Nach dem starken Anstieg könnte typischerweise ein Rücksetzer starten, der den Dax in Richtung der 12.620 oder sogar bis zur 12.565 führt. Demgegenüber wäre ein nachhaltiger Anstieg über die Marke bei 12.904 (Punkt 1 der Topbildung) ein positives Signal für die Bullen. Im großen Bild sind auch die Marken der Inside-Bar vom Montag bei 12.587 und 12.883 entscheidend, schließt der Dax auf Tagesbasis darunter oder darüber, dann könnte sich folglich ein stärkerer Impuls in die entsprechende Richtung ergeben.
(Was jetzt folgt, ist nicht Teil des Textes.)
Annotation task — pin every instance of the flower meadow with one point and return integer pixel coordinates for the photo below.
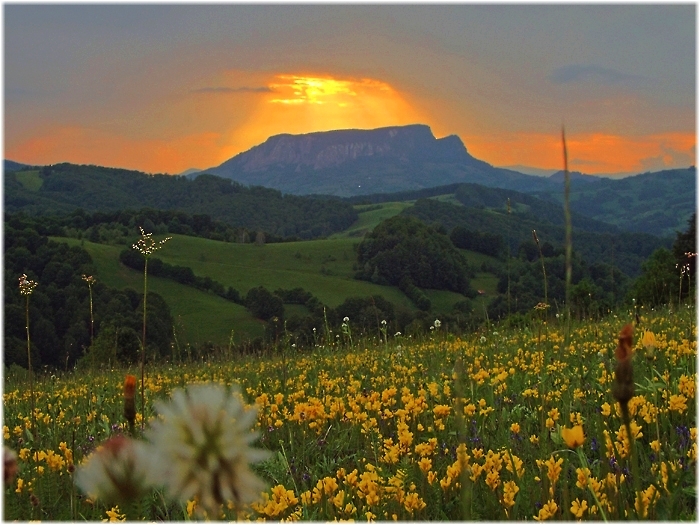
(504, 424)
News und fundamentale Daten

Das gestrige Fernsehduell zwischen Trump und Biden verlief typisch amerikanisch. Anstatt mit Fakten zu überzeugen, wurde ein wilder Schlagabtausch daraus. Trump ist Biden immer wieder ins Wort gefallen und hat ihn lautstark unterbrochen, dabei sind Sticheleien und Beschimpfungen in beide Richtungen gefallen. Alles in allem hat sich Biden besser geschlagen als es viele erwartet haben. Einen richtigen Gewinner gab es dennoch nicht – letzten Endes war es viel Lärm um nichts. Die Auswirkungen auf die Aktienmärkte sind dementsprechend gering ausgefallen. Zu Beginn des Duells ging es zum Beispiel im Dax bis an die 12.900er Marke, was aber kurz danach wieder abverkauft wurde. Im Vorlauf der Wahl könnten die Risiken aber nochmal zunehmen, was sich demzufolge auch auf die Märkte auswirkt.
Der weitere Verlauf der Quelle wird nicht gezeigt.